A bunch of them are working at doing just that. They are firing off letters and e-mails telling them the working people of this country are damn sick and tired of these bozos voting themselves hefty pay raises while the rest of us are scratchin’ hard, just trying to get the basics covered. They never seem to learn down there in Washington what the real world is about. Some people call it the District of Criminals.

These troublemakers invite you and me to join them in letting our representatives (ours?) know we are not amused.

Here’s what they suggest you say to all the “honorables” in dear old D.C.:

Dear Congressman:

After hearing that you just received a $3,800 raise, I am dismayed to hear that you are considering giving yourself an additional $25,000 per year tax-free raise in the form of a “per diem allowance.” It’s hard to understand the congressional move to enact only modest tax cuts for the average taxpayer, while bumping your own pay nearly $30,000 in a single year (not even considering the effective income created by not paying taxes on the “per diem” portion).

Congressmen already enjoy a pension nearly three times more generous than similar positions in the private sector, a $3,000 second-residence tax deduction, and a wide array of additional perks. I urge you in the strongest possible terms to oppose and vote against this “per diem” boondoggle. Sincerely, (Joe Taxpayer)

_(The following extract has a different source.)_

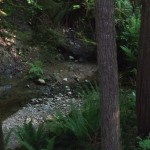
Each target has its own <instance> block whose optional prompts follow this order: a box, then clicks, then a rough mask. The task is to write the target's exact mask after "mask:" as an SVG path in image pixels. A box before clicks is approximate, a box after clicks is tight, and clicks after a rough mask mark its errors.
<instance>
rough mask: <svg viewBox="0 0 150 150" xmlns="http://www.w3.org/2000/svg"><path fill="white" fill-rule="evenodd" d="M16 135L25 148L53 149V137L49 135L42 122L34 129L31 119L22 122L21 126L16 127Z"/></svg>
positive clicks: (44, 126) (53, 139) (45, 149)
mask: <svg viewBox="0 0 150 150" xmlns="http://www.w3.org/2000/svg"><path fill="white" fill-rule="evenodd" d="M16 135H17V136H18V138H19V142H20V144H21V146H22V147H23V148H25V150H53V146H54V141H55V137H51V138H50V137H49V134H48V132H47V130H46V128H45V126H44V124H41V125H39V126H38V128H37V129H35V127H34V126H33V124H32V121H30V122H29V123H24V125H23V127H18V129H17V131H16Z"/></svg>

I can almost hear them now: “Aw, gee whiz, fellas, as they used to say in service: ‘If you can’t take a joke, why sign up?” It sure must be fun down there in Washington.

Flying off the handle

Well, the chickens have come home to roost. As of June, we will have no passenger service at Greater Rockford Airport. It’s hardly a surprise. Even as Northwest Airlines was denying it had any intention of leaving this market, rumors were rampant at our airport that AirLink was pulling out. The reason: not enough volume…too few passengers.

Ironically, they gave us all the word just when our local delegation returned from Washington, where they made a pitch to get more passenger service in here. While they were away from the nest , the only egg they had not only hatched but the bird flew away.

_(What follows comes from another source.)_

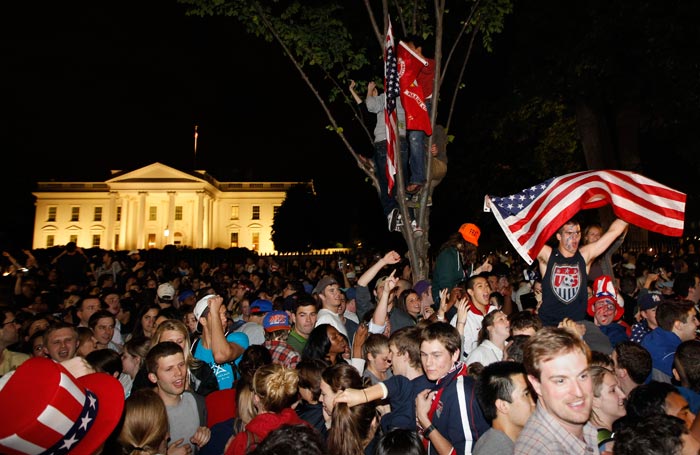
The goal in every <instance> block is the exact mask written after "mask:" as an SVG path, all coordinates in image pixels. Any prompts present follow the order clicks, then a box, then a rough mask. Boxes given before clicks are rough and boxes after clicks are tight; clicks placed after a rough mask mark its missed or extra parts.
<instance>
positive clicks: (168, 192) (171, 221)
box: [165, 191, 177, 245]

And just after Gov. George Ryan opined out loud that maybe it would be all right if Rockford was allowed to help take some of the pressure off Chicago’s O’Hare Field, up pops hizzoner Mayor Daley and says no, he wants all the revenue for his town.

There used to be an actor on the radio many years ago, whose name was William Bendix. He starred in a radio show called The Life of Riley. His character’s tag line seems to fit this situation right about here. Riley used to say, when he was frustrated at a turn of events, “What a revoltin’ development this is!”

Now that we have no service to promote, we come out with a slick marketing brochure touting the virtues of our airport. Where was it last year when AirLink was struggling for more business? Remember that pilot for Mesaba Airlines, the operators of the Rockford-to-Detroit service? He faulted our local airport and business community for failure to promote and support the flights offered. We can’t’ blame the airline in this case.

We might have had even more service had there been any effort to go after the regional jets Mesaba flies. They serve more than 100 cities, according to that pilot. As it is, we have what’s left when an excited bird drops its calling card on your palm and wings away.

Perhaps there is still some hope for improvement. Perhaps we should send a delegation to hizzoner in Chicago and see if we can persuade him that Rockford can offer some temporary relief for the dilemma that has him by the horns.

Instead of expending all sorts of time, energy and money on building surface roads that are unwanted and unnecessary, let’s put some of that effort into grabbing some skyways to other parts of the country and begin unleashing the economic power of our airport that now lies slumbering like a giant parking lot.

The opportunity is golden today. Tomorrow it will be gone.